The new advert aimed at cutting binge drinking
A series of adverts warning 18- to 24-year-olds about the consequences of binge-drinking is being launched by the Home Office.
The TV images shows young people injuring themselves, being violent and smearing vomit in their hair.
The £4m campaign for England and Wales asks: "You wouldn't start a night like this, so why end it that way?"
The adverts will be shown in the evening and late at night to catch viewers before and after nights out.
They will run until mid-August in England and then in Wales, the Home Office said.
One shows a young man ripping out his earring, smashing a wardrobe door in his face, urinating on his shoes and pouring a takeaway meal down his shirt while getting ready to go out.

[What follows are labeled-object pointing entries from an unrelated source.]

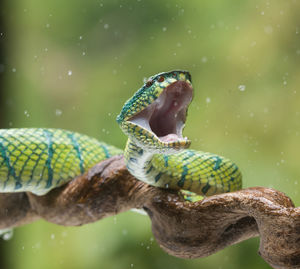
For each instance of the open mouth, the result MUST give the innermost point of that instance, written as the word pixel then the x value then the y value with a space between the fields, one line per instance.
pixel 165 117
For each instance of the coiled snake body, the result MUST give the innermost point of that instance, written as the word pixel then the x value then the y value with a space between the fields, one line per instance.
pixel 37 160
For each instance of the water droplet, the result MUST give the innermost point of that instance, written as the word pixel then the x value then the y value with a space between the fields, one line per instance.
pixel 6 234
pixel 204 59
pixel 242 88
pixel 58 112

Another shows a young woman smudging make-up down her face, ripping her clothes and putting vomit in her hair.
Online adverts also depict the aftermath of a binge-drinking session, with one showing a man smashing up a kebab shop and a woman getting into a car with a stranger.
Home Secretary Jacqui Smith said the campaign would "challenge people to think twice about the serious consequences of losing control".
"Binge drinking is not only damaging to health but it makes individuals vulnerable to harm," she said.
"People who are drunk are much more likely to be involved in an accident or assault, be charged with a criminal offence, contract a sexually transmitted disease or have an unplanned pregnancy."
Chris Allison, licensing spokesman for the Association of Chief Police Officers, said the consequences of drinking to excess meant more young people committed crime and became victims of crime.
It also led to more serious injuries and long-term health damage, he said.
The campaign shows how a night binge drinking can end
"Any new initiative which grabs attention and stimulates action by parents, local agencies and young people themselves is welcome," he added.
Chief executive of Alcohol Concern, Don Shenker, said it was vital to "challenge the attitude widespread among young people that socialising must always involve heavy drinking".
"This will take time, but this sizeable campaign is an important contribution to that process," he added.
Print versions of the adverts will also appear in men's and women's magazines, and mannequins and props will demonstrate the message in a series of shop window displays in London's Covent Garden.
In Scotland on Tuesday, government ministers outlined proposals aimed at tackling alcohol abuse including raising the minimum age for buying alcohol in an off-licence or supermarket to 21.
In Northern Ireland, the health minister with police and the drinks industry are looking at ways to work together to tackle binge drinking.